Auch im öffentlichen Dienst schlägt die Stunde der Wahrheit. Die Tarifrunde der Länder ist in die heiße Phase getreten. Ver.di-Chef Frank Werneke verknüpft die Forderung nach sieben Prozent mehr Lohn mit dem Kampf für stabile Belegschaften. Zugleich warnt er vor rechtspopulistischen Unterwanderungsversuchen in Betriebsräten und mahnt eine „Firewall“ bei den Wahlen 2026 zum Schutz demokratischer Arbeitsbeziehungen an.
Höhere Kosten, bessere Ergebnisse? Die wirtschaftliche Perspektive
Die Forderungen nach besseren Transfergesellschaften kommen zu einer wirtschaftlich schwierigen Zeit. Ökonomen prognostizieren einen herausfordernden Start ins Jahr 2026. Das zum 1. Januar 2026 in Kraft tretende Gesetzespaket bringt zwar einen Anstieg des Mindestlohns auf 13,90 Euro. Für die Industrie wiegen jedoch die strukturellen Kosten schwerer.

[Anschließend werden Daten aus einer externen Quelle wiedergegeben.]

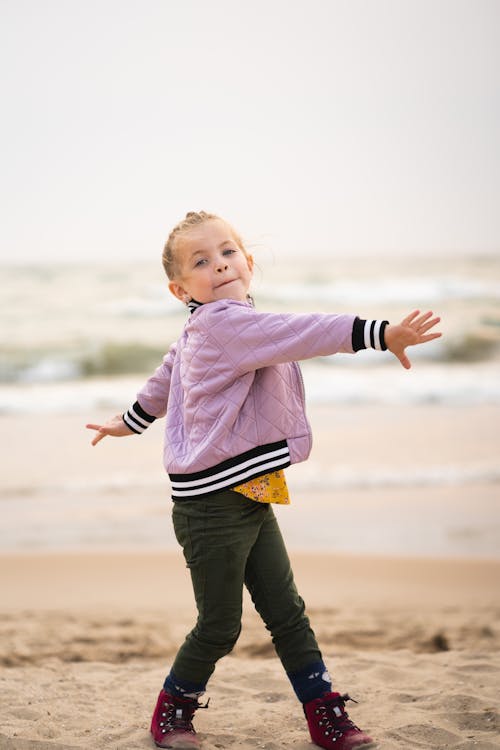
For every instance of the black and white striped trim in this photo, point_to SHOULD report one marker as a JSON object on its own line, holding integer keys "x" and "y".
{"x": 369, "y": 334}
{"x": 137, "y": 419}
{"x": 249, "y": 465}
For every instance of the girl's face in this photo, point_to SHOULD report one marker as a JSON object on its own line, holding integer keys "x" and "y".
{"x": 211, "y": 264}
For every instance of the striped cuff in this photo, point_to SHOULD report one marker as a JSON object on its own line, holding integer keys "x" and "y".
{"x": 137, "y": 419}
{"x": 369, "y": 334}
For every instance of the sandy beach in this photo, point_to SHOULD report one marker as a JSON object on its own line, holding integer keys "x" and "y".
{"x": 95, "y": 597}
{"x": 87, "y": 639}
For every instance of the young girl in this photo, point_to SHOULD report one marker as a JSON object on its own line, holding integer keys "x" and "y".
{"x": 233, "y": 399}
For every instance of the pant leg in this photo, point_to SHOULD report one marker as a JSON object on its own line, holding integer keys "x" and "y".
{"x": 269, "y": 579}
{"x": 217, "y": 534}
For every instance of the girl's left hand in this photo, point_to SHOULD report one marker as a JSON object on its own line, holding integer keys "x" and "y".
{"x": 412, "y": 330}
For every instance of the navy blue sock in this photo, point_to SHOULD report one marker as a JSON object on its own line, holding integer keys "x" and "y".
{"x": 311, "y": 682}
{"x": 182, "y": 688}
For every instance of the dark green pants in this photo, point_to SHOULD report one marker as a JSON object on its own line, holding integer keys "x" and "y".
{"x": 230, "y": 541}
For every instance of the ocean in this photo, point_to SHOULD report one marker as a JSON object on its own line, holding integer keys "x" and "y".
{"x": 72, "y": 337}
{"x": 78, "y": 342}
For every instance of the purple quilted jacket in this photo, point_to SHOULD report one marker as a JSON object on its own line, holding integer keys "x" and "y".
{"x": 232, "y": 392}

Marktbeobachter erwarten für 2026 eine Konsolidierung im Markt der Transferagenturen. Billiganbieter dürften das Nachsehen haben gegenüber denen, die zertifizierte Hochtechnologie-Schulungen anbieten können, wie sie die neue Betriebsratsstrategie einfordert.

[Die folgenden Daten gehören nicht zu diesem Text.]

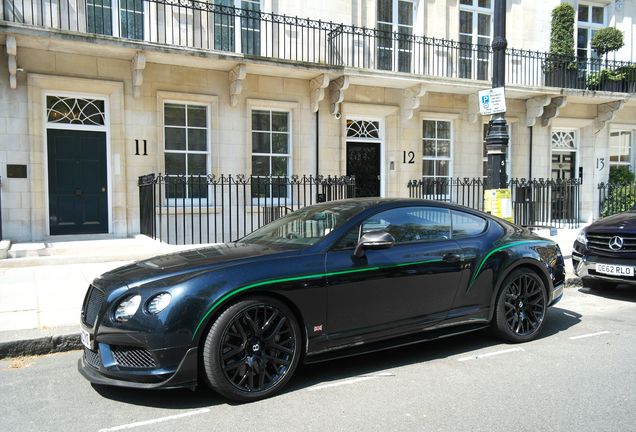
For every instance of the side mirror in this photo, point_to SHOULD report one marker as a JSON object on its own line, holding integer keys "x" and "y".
{"x": 373, "y": 240}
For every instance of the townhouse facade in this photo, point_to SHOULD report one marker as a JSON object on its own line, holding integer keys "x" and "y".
{"x": 96, "y": 93}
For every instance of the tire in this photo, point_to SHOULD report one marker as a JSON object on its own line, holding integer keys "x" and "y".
{"x": 252, "y": 349}
{"x": 598, "y": 285}
{"x": 521, "y": 306}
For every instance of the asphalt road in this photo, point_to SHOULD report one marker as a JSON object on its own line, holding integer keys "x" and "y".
{"x": 579, "y": 376}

Für Unternehmen bedeutet dies höhere Restrukturierungskosten – weniger durch Abfindungen, sondern durch die Pro-Kopf-Ausgaben für Qualifizierungsmaßnahmen. Personalexperten argumentieren jedoch, dass sich diese Investition auszahlen könnte: Sie reduziere rechtliche Reibungsverluste und erhalte die Arbeitgebermarke in schwierigen Zeiten.

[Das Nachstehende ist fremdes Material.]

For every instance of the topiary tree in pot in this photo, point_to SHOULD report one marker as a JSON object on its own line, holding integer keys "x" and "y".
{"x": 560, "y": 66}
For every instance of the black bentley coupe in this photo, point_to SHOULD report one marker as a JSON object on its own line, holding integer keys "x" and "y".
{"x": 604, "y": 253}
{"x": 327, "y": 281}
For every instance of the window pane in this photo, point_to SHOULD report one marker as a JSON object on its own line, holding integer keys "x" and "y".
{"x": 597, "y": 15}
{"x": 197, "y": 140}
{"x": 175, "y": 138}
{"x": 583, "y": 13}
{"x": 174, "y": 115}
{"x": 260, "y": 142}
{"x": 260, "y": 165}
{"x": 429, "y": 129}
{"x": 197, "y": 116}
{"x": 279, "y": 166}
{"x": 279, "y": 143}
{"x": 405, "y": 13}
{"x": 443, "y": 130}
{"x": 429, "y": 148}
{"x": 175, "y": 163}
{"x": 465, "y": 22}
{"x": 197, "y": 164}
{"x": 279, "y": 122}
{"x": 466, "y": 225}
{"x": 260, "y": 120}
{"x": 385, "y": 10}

Die Botschaft der Gewerkschaften zum Jahreswechsel ist eindeutig: Eine Transfergesellschaft wird 2026 nicht danach bewertet, wie komfortabel sie den Ausstieg managt, sondern danach, wie erfolgreich sie den Wiedereinstieg der Beschäftigten in den Arbeitsmarkt gestaltet. Mit geklärtem Rechtsrahmen und mobilisiertem politischen Willen ist die „Qualitätsoffensive“ bei der Qualifizierung zum bestimmenden Thema der deutschen Arbeitsbeziehungen im kommenden Jahr geworden.